Facing the prospect of losing public funding, the head of the Corporation for Public Broadcasting decried “fake news” and demeaning attitudes toward rural voters Tuesday in defending the organization before Congress.
“People in this country yearned for content they could trust. And where are we right now — we’re living in this environment of ‘fake news,'” testified Patricia de Stacy Harrison, the CEO of the Corporation for Public Broadcasting, to an appropriations subcommittee.
Harrison told the subcommittee that she is seeking only flat funding for the CPB. In his fiscal year 2018 budget, President Trump called for ending federal funding of the organization.
Asked by Rep. John Moolenaar, R-Mich., to explain how commercial successes like the period drama Downton Abbey aired by PBS factor into the organization’s funding, Harrison launched into a defense of the CPB that touched on the need for “fact-based journalism.”
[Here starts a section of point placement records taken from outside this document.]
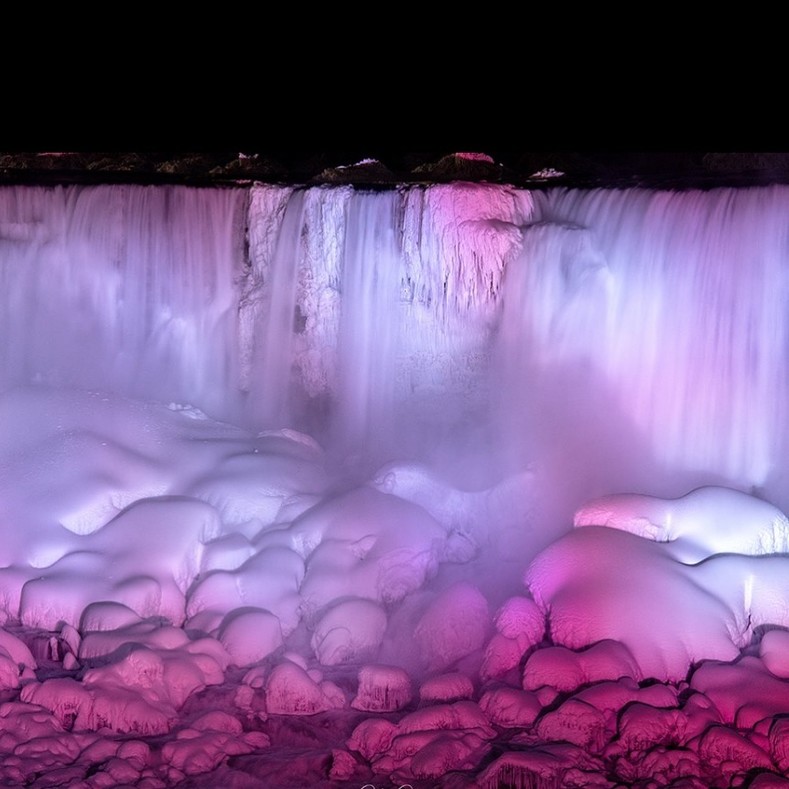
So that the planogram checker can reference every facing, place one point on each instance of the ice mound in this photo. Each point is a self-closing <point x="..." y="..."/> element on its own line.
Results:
<point x="631" y="579"/>
<point x="454" y="625"/>
<point x="705" y="522"/>
<point x="601" y="583"/>
<point x="349" y="631"/>
<point x="465" y="513"/>
<point x="382" y="689"/>
<point x="365" y="544"/>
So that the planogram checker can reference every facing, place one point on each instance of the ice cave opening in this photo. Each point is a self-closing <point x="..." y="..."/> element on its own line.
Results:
<point x="433" y="486"/>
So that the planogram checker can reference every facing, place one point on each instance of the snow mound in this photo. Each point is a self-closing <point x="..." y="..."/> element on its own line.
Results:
<point x="382" y="689"/>
<point x="290" y="690"/>
<point x="454" y="625"/>
<point x="706" y="521"/>
<point x="565" y="670"/>
<point x="249" y="635"/>
<point x="365" y="544"/>
<point x="350" y="630"/>
<point x="446" y="688"/>
<point x="601" y="583"/>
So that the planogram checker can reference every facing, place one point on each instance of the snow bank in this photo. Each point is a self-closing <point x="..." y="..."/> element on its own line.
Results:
<point x="600" y="583"/>
<point x="382" y="689"/>
<point x="705" y="522"/>
<point x="454" y="625"/>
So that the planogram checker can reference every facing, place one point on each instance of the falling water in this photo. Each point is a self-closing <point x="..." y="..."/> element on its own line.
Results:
<point x="595" y="327"/>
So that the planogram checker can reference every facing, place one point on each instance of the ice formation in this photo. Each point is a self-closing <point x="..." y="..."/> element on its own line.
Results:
<point x="288" y="475"/>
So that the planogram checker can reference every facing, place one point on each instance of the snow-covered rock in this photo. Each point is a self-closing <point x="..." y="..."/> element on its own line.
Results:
<point x="454" y="625"/>
<point x="382" y="689"/>
<point x="351" y="630"/>
<point x="704" y="522"/>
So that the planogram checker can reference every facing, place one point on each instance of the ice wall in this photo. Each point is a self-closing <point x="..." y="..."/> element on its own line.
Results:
<point x="599" y="331"/>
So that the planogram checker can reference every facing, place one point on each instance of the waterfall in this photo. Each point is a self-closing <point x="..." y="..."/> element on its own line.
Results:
<point x="592" y="325"/>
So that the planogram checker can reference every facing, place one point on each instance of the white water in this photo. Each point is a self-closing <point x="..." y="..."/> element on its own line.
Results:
<point x="601" y="331"/>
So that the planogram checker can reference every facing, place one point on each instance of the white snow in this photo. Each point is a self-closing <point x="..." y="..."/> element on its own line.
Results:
<point x="382" y="689"/>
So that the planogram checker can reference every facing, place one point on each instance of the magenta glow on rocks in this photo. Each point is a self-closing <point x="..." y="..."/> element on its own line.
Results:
<point x="458" y="484"/>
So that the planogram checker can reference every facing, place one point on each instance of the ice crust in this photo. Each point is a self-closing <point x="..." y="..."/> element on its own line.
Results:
<point x="187" y="601"/>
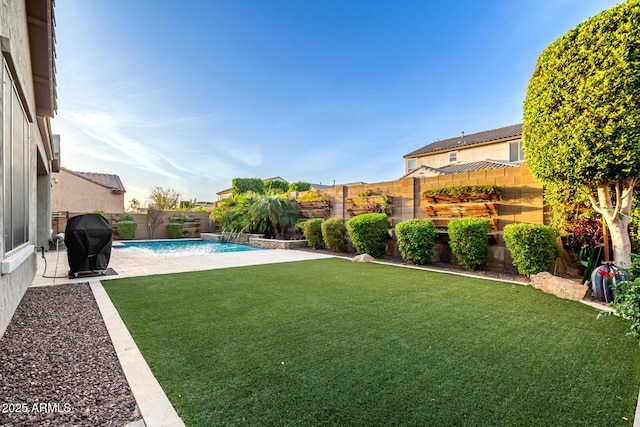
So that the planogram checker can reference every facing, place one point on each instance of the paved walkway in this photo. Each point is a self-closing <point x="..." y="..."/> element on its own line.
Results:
<point x="154" y="405"/>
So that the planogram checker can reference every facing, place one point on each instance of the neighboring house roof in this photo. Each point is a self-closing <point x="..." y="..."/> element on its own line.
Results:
<point x="106" y="180"/>
<point x="464" y="167"/>
<point x="472" y="139"/>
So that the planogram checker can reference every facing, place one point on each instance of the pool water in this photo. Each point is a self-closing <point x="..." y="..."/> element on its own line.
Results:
<point x="181" y="247"/>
She also speculated that there may exist a “soft bigotry of low expectations” for rural viewers who most rely on public broadcasting, quoting former President George W. Bush.
“There are people who can afford to get on a plane and go to Broadway and get that — what is it now, I don’t know — $1,000 ticket to Hamilton, go to the opera,” Harrison explained, referencing the hit hip-hop musical biography of Alexander Hamilton. “And there seems to be this feeling that because maybe you live in a rural area, you’re not interested in those things.”
In defending federal funding, Harrison also warned that the impact of cutting off federal funds would be “disastrous” for early childhood education.
The subcommittee chairman, Rep. Tom Cole of Oklahoma, appeared not to to be interested in eliminating funding for the CPB.
“This is an agency we all admire,” Cole told Harrison. The two have a shared history: Cole served as chief of staff to the Republican National Committee during the time that Harrison was a co-chair.